Restaurant Besitzer Marty (Dan Hedaya) vermutet, dass seine Frau Abby (Frances McDormand) ihn mit dem Angestellten Ray (John Getz) betrügt. Er beauftragt den Detektiv Loren Visser (M. Emmet Walsh) dies zu bestätigen. Und die Sache stimmt: Abby und Ray haben ein Verhältnis. Nun beauftragt Marty Loren, seine Frau und Ray zu töten. Doch es kommt alles anders als geplant…

Meine Meinung (basiert auf dem Director's Cut):

Blood Simple stellte das Regiedebüt der Brüder Joel und Ethan Coen dar. Von ihnen kenne ich nicht viel: Fargo (fand ich okay), No Country for Old Men (gefiel mir gar nicht) und die Serie Fargo (hier traten die Brüder lediglich als Produzenten auf und die Serie, vor allem Season 1 & 3, gefielen mir besser als der Spielfilm).

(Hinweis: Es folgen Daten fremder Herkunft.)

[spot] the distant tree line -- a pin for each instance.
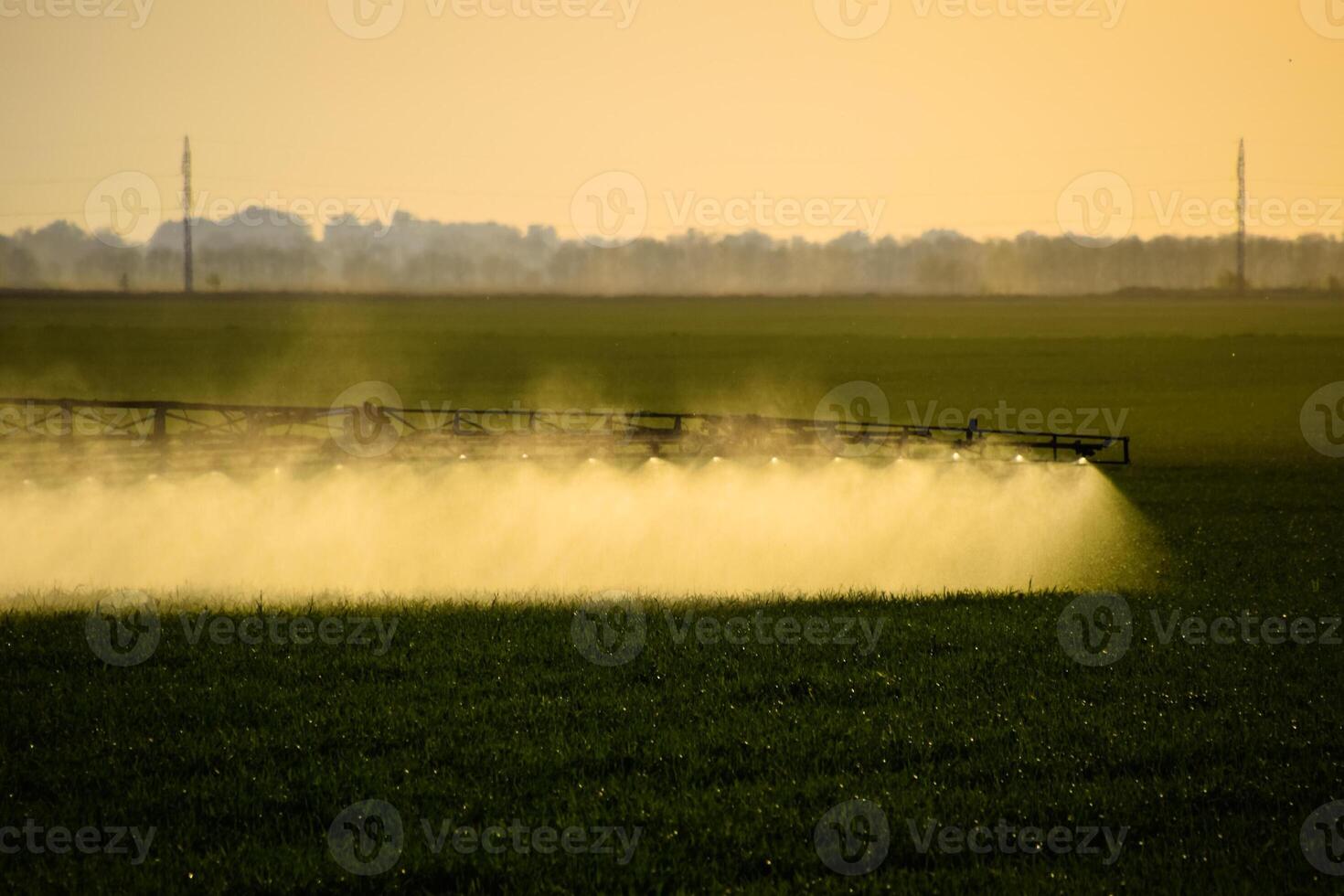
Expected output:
(417, 255)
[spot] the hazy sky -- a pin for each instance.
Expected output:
(777, 114)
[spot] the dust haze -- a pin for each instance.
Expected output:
(535, 529)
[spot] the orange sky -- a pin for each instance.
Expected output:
(797, 117)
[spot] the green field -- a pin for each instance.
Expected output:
(726, 755)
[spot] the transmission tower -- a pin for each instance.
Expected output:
(1241, 218)
(187, 274)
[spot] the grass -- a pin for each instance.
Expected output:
(726, 755)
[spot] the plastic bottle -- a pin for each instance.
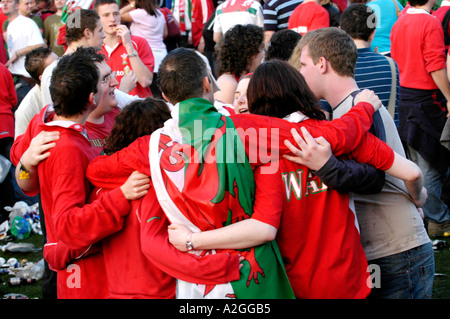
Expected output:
(17, 281)
(37, 270)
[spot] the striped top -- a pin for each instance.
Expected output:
(374, 72)
(277, 13)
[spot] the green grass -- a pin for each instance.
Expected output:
(31, 290)
(441, 287)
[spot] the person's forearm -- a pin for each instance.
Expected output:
(26, 50)
(411, 174)
(442, 82)
(240, 235)
(27, 178)
(142, 72)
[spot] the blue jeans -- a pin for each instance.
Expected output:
(406, 275)
(434, 209)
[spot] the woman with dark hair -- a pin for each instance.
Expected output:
(314, 226)
(239, 52)
(137, 119)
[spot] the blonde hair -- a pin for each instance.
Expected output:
(334, 44)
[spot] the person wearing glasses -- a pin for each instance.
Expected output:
(79, 82)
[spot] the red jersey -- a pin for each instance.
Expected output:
(8, 101)
(201, 11)
(141, 263)
(64, 193)
(307, 17)
(97, 133)
(418, 50)
(118, 60)
(317, 236)
(256, 131)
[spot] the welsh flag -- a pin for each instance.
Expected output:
(205, 181)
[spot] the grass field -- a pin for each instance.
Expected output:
(441, 288)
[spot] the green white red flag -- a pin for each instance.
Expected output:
(204, 181)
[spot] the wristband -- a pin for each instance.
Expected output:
(189, 244)
(24, 173)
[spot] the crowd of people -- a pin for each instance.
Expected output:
(233, 149)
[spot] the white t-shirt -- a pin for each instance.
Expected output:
(21, 33)
(232, 12)
(29, 107)
(149, 27)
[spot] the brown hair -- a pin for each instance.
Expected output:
(277, 89)
(334, 44)
(139, 118)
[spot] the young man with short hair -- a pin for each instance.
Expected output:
(417, 45)
(392, 229)
(76, 88)
(129, 56)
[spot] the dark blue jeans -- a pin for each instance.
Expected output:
(406, 275)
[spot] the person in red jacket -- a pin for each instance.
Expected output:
(418, 47)
(317, 233)
(308, 16)
(8, 101)
(198, 188)
(77, 86)
(128, 55)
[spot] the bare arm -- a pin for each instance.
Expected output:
(39, 150)
(441, 80)
(240, 235)
(143, 74)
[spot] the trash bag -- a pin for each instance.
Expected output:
(20, 228)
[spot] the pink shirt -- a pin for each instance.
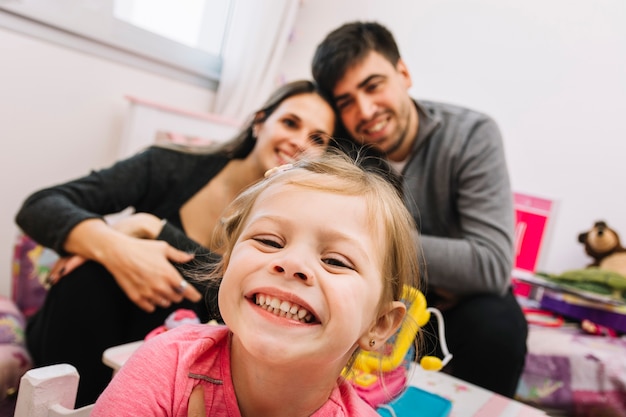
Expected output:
(158, 378)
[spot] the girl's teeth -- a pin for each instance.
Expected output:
(283, 308)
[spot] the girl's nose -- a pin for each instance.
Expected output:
(296, 274)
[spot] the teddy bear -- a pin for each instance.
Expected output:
(602, 243)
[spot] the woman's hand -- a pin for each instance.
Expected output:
(140, 225)
(143, 269)
(140, 265)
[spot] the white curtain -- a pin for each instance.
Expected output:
(254, 48)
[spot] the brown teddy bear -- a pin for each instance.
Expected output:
(603, 245)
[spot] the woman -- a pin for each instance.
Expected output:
(131, 284)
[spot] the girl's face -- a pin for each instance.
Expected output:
(301, 124)
(303, 282)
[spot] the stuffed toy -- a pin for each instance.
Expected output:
(603, 244)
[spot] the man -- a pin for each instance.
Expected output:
(456, 184)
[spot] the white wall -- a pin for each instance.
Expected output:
(61, 115)
(553, 74)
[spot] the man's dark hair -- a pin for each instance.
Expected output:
(348, 45)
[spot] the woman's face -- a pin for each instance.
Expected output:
(300, 125)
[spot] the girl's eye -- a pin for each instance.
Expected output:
(319, 138)
(343, 104)
(269, 242)
(290, 123)
(337, 262)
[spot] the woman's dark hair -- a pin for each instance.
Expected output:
(348, 45)
(241, 145)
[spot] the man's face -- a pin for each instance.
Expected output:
(375, 106)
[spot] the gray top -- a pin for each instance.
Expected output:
(457, 187)
(157, 181)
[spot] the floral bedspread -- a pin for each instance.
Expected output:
(574, 372)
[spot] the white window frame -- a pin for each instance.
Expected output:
(85, 30)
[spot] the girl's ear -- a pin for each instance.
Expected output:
(385, 326)
(259, 118)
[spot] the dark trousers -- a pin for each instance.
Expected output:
(85, 313)
(486, 335)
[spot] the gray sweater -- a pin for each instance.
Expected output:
(456, 184)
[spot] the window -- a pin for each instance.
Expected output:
(177, 38)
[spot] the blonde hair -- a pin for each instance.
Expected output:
(335, 172)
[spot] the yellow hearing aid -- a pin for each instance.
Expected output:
(369, 363)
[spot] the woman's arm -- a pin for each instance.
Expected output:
(68, 218)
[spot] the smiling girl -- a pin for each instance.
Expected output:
(315, 261)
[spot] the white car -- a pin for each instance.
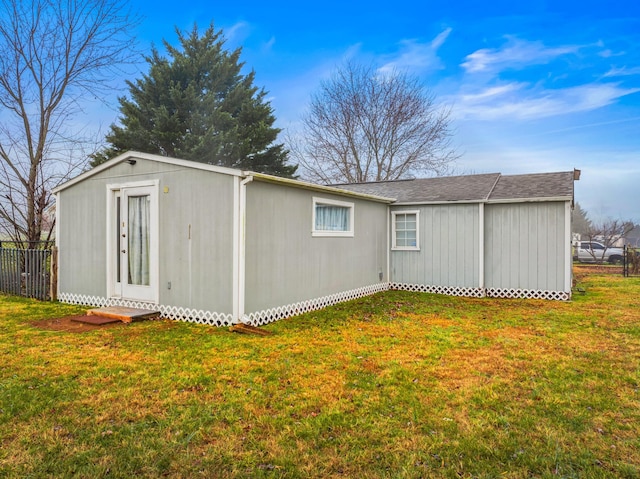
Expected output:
(594, 252)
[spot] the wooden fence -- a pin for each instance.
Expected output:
(27, 271)
(631, 261)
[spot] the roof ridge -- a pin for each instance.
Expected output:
(495, 183)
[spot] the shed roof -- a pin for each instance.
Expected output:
(491, 187)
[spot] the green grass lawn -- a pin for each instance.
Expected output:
(397, 385)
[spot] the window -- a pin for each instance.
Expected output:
(332, 218)
(405, 232)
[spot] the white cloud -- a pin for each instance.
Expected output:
(416, 56)
(515, 54)
(237, 31)
(514, 100)
(624, 71)
(268, 46)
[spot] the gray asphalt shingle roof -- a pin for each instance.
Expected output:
(472, 188)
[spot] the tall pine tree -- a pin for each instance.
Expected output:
(196, 105)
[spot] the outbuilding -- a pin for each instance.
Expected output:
(220, 246)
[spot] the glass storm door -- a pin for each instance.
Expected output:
(135, 256)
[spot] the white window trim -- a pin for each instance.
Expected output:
(325, 201)
(394, 247)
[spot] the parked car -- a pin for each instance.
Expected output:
(594, 252)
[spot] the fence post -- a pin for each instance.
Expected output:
(53, 286)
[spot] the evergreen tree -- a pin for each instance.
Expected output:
(196, 105)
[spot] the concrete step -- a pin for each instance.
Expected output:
(123, 314)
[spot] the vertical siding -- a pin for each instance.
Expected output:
(195, 244)
(525, 246)
(285, 264)
(448, 253)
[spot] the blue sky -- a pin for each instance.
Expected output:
(534, 87)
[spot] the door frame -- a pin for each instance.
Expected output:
(115, 289)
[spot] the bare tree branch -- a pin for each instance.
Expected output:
(52, 54)
(366, 126)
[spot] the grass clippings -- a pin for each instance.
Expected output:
(397, 385)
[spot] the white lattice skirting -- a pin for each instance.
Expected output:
(480, 292)
(221, 319)
(281, 312)
(171, 312)
(273, 314)
(528, 294)
(447, 290)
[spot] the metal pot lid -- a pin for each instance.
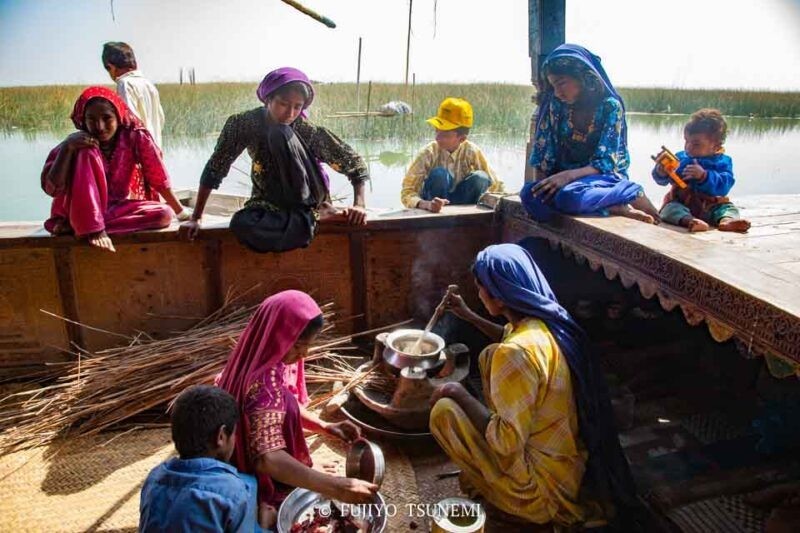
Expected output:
(365, 461)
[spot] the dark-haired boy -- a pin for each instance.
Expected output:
(708, 173)
(451, 169)
(200, 491)
(138, 92)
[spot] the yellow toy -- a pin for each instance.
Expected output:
(669, 164)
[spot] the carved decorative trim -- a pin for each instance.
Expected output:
(759, 327)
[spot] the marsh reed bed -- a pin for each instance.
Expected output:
(501, 109)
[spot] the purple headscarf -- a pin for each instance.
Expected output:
(280, 77)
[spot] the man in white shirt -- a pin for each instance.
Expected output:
(139, 93)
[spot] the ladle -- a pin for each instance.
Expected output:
(415, 349)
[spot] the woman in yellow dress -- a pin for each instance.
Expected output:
(547, 423)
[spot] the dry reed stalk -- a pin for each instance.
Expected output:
(111, 386)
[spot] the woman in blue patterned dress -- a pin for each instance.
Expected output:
(580, 149)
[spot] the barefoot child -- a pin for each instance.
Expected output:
(200, 490)
(580, 147)
(451, 169)
(107, 177)
(708, 172)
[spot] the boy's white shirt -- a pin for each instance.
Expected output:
(464, 160)
(142, 98)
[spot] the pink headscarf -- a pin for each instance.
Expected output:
(271, 332)
(126, 118)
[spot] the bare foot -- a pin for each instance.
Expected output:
(643, 203)
(331, 467)
(695, 225)
(62, 227)
(628, 212)
(102, 240)
(738, 225)
(329, 213)
(267, 516)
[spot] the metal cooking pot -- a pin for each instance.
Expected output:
(300, 503)
(397, 343)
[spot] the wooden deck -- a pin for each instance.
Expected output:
(745, 286)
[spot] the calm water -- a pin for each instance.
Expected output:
(765, 154)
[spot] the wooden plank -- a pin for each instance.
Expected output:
(66, 290)
(212, 265)
(408, 272)
(28, 284)
(358, 259)
(546, 31)
(156, 288)
(322, 270)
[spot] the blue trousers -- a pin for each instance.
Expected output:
(591, 195)
(439, 183)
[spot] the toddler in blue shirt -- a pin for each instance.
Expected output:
(708, 172)
(200, 491)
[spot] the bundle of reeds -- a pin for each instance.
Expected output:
(103, 389)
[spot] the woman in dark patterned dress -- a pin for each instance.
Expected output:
(290, 193)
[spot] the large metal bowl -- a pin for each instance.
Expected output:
(398, 342)
(300, 503)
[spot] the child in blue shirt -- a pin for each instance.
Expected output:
(708, 172)
(200, 491)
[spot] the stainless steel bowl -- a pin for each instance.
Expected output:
(397, 343)
(300, 504)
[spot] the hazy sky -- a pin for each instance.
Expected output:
(709, 43)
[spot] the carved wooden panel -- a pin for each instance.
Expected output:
(155, 288)
(322, 270)
(28, 283)
(726, 306)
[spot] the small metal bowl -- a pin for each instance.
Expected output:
(365, 461)
(300, 504)
(401, 339)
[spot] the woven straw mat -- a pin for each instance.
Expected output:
(93, 483)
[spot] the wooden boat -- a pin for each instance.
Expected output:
(694, 471)
(744, 288)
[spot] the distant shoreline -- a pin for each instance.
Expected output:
(200, 110)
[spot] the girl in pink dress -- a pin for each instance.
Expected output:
(265, 374)
(107, 177)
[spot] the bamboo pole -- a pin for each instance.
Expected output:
(366, 117)
(408, 41)
(413, 87)
(358, 78)
(311, 13)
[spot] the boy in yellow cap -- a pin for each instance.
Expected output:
(451, 169)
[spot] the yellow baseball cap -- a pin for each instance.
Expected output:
(453, 113)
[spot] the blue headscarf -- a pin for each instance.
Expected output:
(509, 273)
(587, 63)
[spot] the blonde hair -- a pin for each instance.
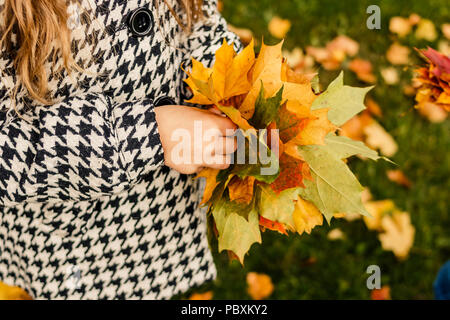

Blood Simple hingegen hat mir gut gefallen und auch besser als Fargo.

Der Film erinnert an den später gedrehten Fargo – nur ist Blood Simple spannender, böser, humorloser. Und deshalb hat mir der Film auch besser gefallen. Die Story bietet viele Überraschungen (à la Fargo) und es ist gut, darüber so wenig wie möglich zu wissen. Die Darsteller machen allesamt einen tollen Job und zum Teil sind es sehr abgedrehte, kantige Figuren, die den Zuschauer schnell in ihren Bann ziehen (wie in Fargo und der gleichnamigen Serie). Sie agieren alle toll und nebst viel inhaltlicher Überraschung, ruhigen, stimmungsvollen Bildern und Kamerafahrten gibt es auch viele spannende Phasen zu sehen (Finale, Finden der Leiche, Strasse während der Nacht und LKW kommt näher…).

Eine dichte Kleinstadtstimmung kommt auch auf, und obwohl ein kleines Budget vorhanden war, wirkte sich dies nicht negativ auf den Film aus. Was Sound und Schnitt angehen, gerade im Director’s Cut (die Kinofassung läuft länger und hatte andere Musik und wenig beeindruckendere Tonqualität), sind diese qualitativ auf einem hohen Level! Dass die Brüder Coen mit dem Film 1984 einen grossen Erfolg feien konnten, wundert mich überhaupt nicht. Insgesamt lässt sich Blood Simple nicht in ein gültiges Genre packen und im Gegensatz zum 08/15 Horrorkino der damaligen Zeit (Freitag der 13. Reihe, A Nightmare on Elm Street Reihe, Halloween Reihe) stellte Blood Simple innovatives und intelligentes Kino dar.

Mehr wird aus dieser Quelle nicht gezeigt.